In a recent post I noted an Irish sense of the word gentle meaning ‘enchanted or visited by fairies’, used in Charles McGlinchey’s book The Last of the Name. That book also features the unusual word spey:

I think it would be a descendant of these Dohertys of Keenagh who was a great harp player, the best in Ireland. One Christmas market he was going to the fair of Carn, but his stepmother, who could spey [foresee] and read the planets, advised him not to go for there was blood over his head. When he insisted on going, she killed a rooster and sprinkled the blood over him.

On his way to Carn, a fight broke out between Catholics and Protestants; Doherty stabbed a man and had to leave the country. His stepmother’s spey proved accurate. Though glossed in the original as ‘foresee’, the verb spey is closer to ‘foretell’: more clairvoyance than prediction.

Also spelled spae (which is how most dictionaries list it, if they do), or spay, the word entered English from Old Norse spá around the 14th century and throughout its history has been in mainly Scottish use. I’m not sure of the connection, if there is one, to spy, which comes from the Indo-European root spek- ‘observe’.

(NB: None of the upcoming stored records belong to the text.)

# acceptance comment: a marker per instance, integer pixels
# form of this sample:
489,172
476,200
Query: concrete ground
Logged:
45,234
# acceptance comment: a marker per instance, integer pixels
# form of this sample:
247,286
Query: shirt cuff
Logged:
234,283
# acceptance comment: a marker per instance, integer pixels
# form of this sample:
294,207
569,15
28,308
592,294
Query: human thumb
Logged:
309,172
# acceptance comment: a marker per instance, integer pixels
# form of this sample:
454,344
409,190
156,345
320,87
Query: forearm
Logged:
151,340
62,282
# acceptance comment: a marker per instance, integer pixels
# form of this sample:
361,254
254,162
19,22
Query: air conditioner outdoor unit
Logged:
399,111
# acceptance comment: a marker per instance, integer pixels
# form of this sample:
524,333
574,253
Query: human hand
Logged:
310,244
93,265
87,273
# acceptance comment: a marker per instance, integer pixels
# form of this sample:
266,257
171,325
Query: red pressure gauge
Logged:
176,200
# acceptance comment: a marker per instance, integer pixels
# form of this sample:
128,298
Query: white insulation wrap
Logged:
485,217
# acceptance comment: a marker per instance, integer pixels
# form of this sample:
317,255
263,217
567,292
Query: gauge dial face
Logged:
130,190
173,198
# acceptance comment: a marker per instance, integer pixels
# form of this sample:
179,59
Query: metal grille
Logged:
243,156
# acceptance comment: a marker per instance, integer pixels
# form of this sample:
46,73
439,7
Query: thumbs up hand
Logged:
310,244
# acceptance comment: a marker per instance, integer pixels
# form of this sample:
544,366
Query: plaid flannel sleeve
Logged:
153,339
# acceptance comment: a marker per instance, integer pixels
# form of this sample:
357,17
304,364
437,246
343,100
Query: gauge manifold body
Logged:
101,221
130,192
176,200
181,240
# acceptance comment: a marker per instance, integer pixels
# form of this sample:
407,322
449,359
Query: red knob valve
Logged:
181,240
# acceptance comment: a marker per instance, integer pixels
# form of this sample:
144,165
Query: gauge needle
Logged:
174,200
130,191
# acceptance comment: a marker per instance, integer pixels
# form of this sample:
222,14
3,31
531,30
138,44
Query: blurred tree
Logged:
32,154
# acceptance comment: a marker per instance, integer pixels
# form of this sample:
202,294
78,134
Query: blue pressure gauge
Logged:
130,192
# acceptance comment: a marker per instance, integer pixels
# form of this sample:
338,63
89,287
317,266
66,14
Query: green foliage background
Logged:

The Dictionary of the Scots Language shows how spae may be used intransitively (‘spae nae mair about uncannie things’) and transitively (‘spaeing folk’s fortunes’). Robert Burns used it thus in ‘Halloween’:

Ye little skelpie limmer’s face!
How daur you try sic sportin’,
As seek the foul Thief ony place,
For him to spae your fortune!

The verb gave rise to a noun, spae ‘prediction, prophecy, omen’, which is in much rarer use. The OED cites Sabine Baring-Gould’s Iceland: its scenes and sagas (1863): ‘The Finns’ spae is come true, so here we shall settle.’